Waylon and Sammy, The Original Bourbon Street Cajuns (Mardi Gras Records)

Waylon and Sammy

The Original Bourbon Street Cajuns

Mardi Gras Records

 

It’s the tale of two Bourbon Street Thibodeauxs, to badly paraphrase VP candidate John Edwards. While both are grizzled veterans of the Bourbon Street scene, Jimmy Thibodeaux has been battling it out since the early ’90s in various aggregations and watering holes along the world’s most celebrated street. Contrary to the occasional notion that anything on Bourbon is a cheap imitation sell-out, most of these tunes unleash considerable intensity with pouncing pianos, southern rock guitar riffs and Thibodeaux’s relentless accordion playing, all the while staying true to its roots. The motley crew kicks off with Clifton Chenier’s jumpin’ “Everybody Calls Me Crazy,” then launches into an airtight “Jambalaya” loaded with liberty-taking lines (‘Son of a bitch, we’re going to build a big ditch on the bayou’) and then settles into “Little Black Eyes” with pleasing steel guitar lines. They come roaring back with pounding original zydeco with “Boozoo” and “Steven Paul Zydeco” before cruising into the Grateful Dead’s “Goin’ Down The Road.” Whew, only halfway through and you need another lung, and the disc’s second half doesn’t let up.
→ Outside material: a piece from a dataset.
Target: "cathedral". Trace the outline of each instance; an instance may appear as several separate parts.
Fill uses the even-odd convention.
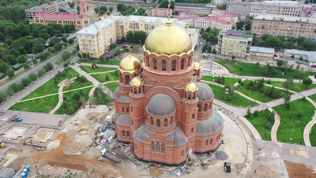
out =
[[[115,136],[132,143],[145,162],[178,166],[187,156],[211,153],[221,143],[222,118],[213,107],[214,95],[200,82],[201,67],[184,29],[170,17],[149,35],[141,63],[131,55],[118,69],[114,94]]]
Waylon Thibodeaux’s Bourbon Street tenure surpasses even Jimmy’s, stretching all the way back to the mid-’80s. On a similar mixture of Cajun and zydeco tunes, The Original Bourbon Street Cajuns finds the former Louisiana State fiddling champ blazing fearlessly ahead on track after track while deft accordionist Sammy Naquin has no problem keeping pace with his Houma homeboy. They gang tackle zydeco staples and Cajun chestnuts, making it a party in the process with Waylon hollering, “You can shake yo’ body and you can shake yo’ — wahaaaaahhhh!” on “Washboard Fever.” That keeps the fun barometer pegged in the red. Although there’s enough energy to blast off to the clouds, in the latter tracks, the drumming is a bit overzealous in the mix. Still, that fits the boisterous Bourbon Street ambience and when you’re on Bourbon, do as the Bourbons do.